Company News, 2008-06-03, 09:00 AM
Ore for Duisburg blast furnaces
Each day around 45,000 tons of iron ore from Brazil, Canada, Sweden and elsewhere are delivered to ThyssenKrupp Steel in Duisburg. Alongside coal, around 17,000 tons of which arrive in Duisburg daily, iron ore is the most important raw material for the production of pig iron.

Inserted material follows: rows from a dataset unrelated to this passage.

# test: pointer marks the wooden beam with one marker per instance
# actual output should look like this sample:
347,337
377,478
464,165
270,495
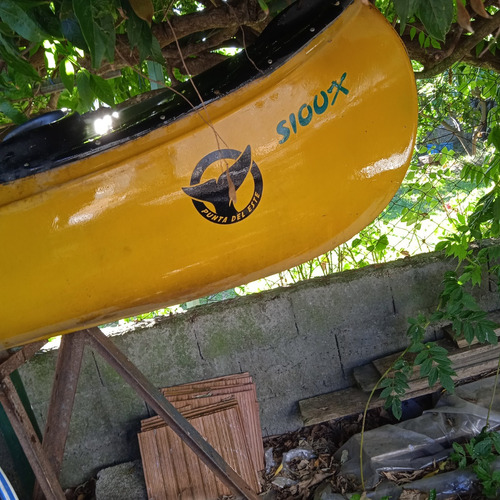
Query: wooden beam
69,362
14,361
166,410
30,443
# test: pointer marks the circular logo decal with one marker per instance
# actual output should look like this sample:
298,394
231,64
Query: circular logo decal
214,198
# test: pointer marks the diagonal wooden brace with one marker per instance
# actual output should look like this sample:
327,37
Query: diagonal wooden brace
30,443
67,372
149,393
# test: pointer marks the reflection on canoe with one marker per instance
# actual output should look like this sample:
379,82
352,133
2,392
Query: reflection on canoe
294,152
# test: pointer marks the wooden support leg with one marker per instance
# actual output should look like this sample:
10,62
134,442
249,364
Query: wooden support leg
69,362
172,417
29,441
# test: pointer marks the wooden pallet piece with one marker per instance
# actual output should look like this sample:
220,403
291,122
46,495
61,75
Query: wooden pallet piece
183,474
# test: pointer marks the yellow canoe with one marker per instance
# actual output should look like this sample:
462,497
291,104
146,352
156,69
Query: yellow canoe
292,154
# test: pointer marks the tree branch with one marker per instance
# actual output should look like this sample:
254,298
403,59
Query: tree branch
458,48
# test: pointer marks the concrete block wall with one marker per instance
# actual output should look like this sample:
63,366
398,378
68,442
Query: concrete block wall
296,342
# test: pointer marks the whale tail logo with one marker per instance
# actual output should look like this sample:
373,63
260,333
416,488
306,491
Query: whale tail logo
221,192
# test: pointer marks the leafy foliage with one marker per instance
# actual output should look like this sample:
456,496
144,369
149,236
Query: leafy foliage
479,453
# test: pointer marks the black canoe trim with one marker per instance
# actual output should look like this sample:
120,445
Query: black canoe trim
45,143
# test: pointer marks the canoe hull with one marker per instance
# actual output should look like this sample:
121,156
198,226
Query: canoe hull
330,134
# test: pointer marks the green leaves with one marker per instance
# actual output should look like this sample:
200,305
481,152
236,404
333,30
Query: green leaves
435,365
98,28
405,9
479,454
140,37
11,112
436,16
18,17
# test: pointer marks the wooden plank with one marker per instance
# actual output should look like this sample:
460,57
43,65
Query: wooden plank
30,443
460,357
67,372
184,475
349,401
174,419
14,361
342,403
460,341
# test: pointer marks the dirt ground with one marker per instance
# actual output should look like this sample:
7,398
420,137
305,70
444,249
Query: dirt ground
303,475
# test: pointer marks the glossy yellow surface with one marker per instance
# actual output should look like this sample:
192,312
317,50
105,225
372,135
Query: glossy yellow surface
115,234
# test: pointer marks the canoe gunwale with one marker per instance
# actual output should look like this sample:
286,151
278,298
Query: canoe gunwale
73,138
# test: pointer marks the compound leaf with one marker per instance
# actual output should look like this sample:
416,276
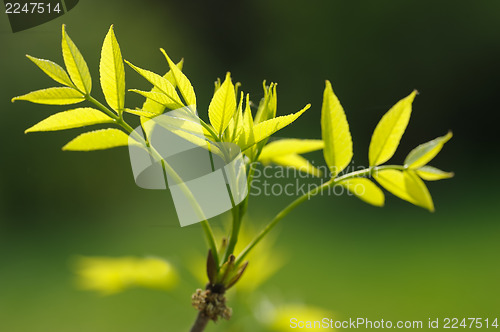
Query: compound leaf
182,82
53,96
417,189
430,173
222,106
53,70
75,64
75,118
164,86
266,128
365,190
335,132
390,129
112,72
394,182
290,146
97,140
424,153
152,106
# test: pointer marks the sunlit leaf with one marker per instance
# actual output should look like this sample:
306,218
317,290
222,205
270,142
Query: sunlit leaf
268,105
53,70
394,182
430,173
97,140
151,105
182,82
53,96
294,161
110,275
75,64
235,126
335,132
390,129
289,146
75,118
158,97
112,72
164,86
222,106
417,189
267,128
365,190
424,153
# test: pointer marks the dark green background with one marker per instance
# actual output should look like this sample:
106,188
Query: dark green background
399,262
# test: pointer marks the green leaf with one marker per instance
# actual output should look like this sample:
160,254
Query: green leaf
268,105
430,173
294,161
335,132
424,153
75,118
418,191
75,64
141,113
53,70
365,190
390,129
235,126
405,185
222,106
53,96
97,140
163,85
182,82
247,134
152,106
290,146
159,98
394,182
112,72
265,129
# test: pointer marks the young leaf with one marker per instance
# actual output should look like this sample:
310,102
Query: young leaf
75,64
424,153
390,129
162,84
75,118
182,82
236,124
268,105
267,128
335,132
418,191
151,105
430,173
222,106
365,190
394,182
290,146
97,140
53,70
141,113
293,160
112,72
53,96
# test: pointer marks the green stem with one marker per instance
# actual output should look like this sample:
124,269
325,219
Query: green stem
167,169
283,213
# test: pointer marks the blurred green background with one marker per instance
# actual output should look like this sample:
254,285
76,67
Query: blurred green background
399,262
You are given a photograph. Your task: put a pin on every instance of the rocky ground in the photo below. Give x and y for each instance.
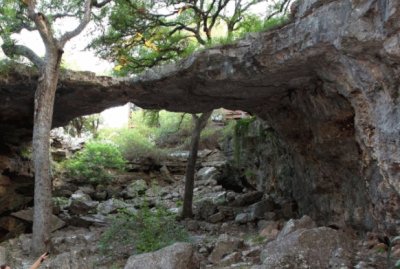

Around two thirds of the iron ore used at ThyssenKrupp Steel comes from Brazil, and a significant proportion of it is shipped in the biggest bulk carrier in the world, the MS Berge Stahl, from the Marítimo de Ponta da Madeira terminal of mining company Vale in Brazil (formerly CVRD) to Europoort/Rotterdam in the Netherlands. From there the ore is transported by barge up the Rhine to Duisburg.
The roughly twenty-strong crew of the super-freighter have reason to celebrate today: Together with representatives of ThyssenKrupp Steel, the shipping company Bergesen Worldwide Gas ASA, Vale and the Dutch company ThyssenKrupp Veerhaven B.V. as agents, who organize the operations of the Berge Stahl, as well as employees of the ore terminal Ertsoverslagbedrijf Europoort C.V. (EECV), who unload the cargo, the team is celebrating a special anniversary: The Berge Stahl has completed its two hundredth journey from Brazil to the Netherlands. It makes at least ten such journeys each year. Since the ship entered service in 1986 it has carried around 71 million tons of ore for ThyssenKrupp Steel and Hüttenwerke Krupp Mannesmann. The ship was built specially for the freight contract, which covers practically its whole lifetime.
A journey like this represents a huge logistical challenge: After around 36 hours of loading in the Brazilian port, the 342 meter long ship, which sails under Norwegian flag, sets sail. Even getting out of the port requires great seafaring skill: the Berge Stahl, with a width of 63.5 meters, can only reach the open sea through a narrow channel at high tide, otherwise with its draft of over 23 meters and a cargo capacity of around 360,000 tons – enough iron ore to make 400,000 car bodies – it would run aground. Fully laden, the Berge Stahl takes roughly fourteen days to reach Rotterdam. A 14.5 meter high MAN B&W L90MCE diesel engine producing 20,300 kilowatts drives the ship via a nine meter diameter five-blade propeller. Before reaching Cherbourg the ship reduces speed to approach Rotterdam and 60 kilometers before the port pilots take control as three tugs assist in the difficult entry into the port on the Maas estuary. The dedicated channel in Europoort is 24 meters deep and the time window to enter at high tide is only around 20 minutes. With the ship fully laden, the distance from keel to harbor bed is often only one meter.
As soon as the Berge Stahl is tied up on the 1,100 meter long quay of the Ertsoverslagbedrijf EECV terminal, unloading begins: The five separate holds are emptied via 10 hatches in a precisely defined sequence to maintain the stability of the freighter. At the same time ballast water is pumped in to compensate for removed weight. The precisely timed unloading operation lasts around 100 hours and is carried out by only a few, highly concentrated EECV employees. Up to three giant grab cranes, retrieving around 40 tons of ore from the hull in each grab, unload the ship in a round-the-clock operation: in view of the high charter rates and port charges, every minute is precious. The various ores – mainly fines and lump ores – are transferred on conveyors to stockyards. Before stackers set about stockpiling the ore according to grade, the weight of the cargo is measured on belt scales and representatives samples are taken in an automatic sampling system. Up to three millions tons of ore in more than 30 different grades can be stored in the EECV stockyards for the steel producers ThyssenKrupp Steel and Hüttenwerke Krupp Mannesmann in Duisburg. From Europoort/Rotterdam the ore then embarks on the final stage of its long journey: ThyssenKrupp Veerhaven, using seven company-owned and three chartered pusher boats and a total of around 100 push barges, ensures that the valuable material is available on call and on time for the Duisburg blast furnaces.
As soon as it has been emptied, the Berge Stahl sets off on its next great journey: However, thanks to its slightly lower weight it completes the return trip from Rotterdam to Brazil in only twelve days.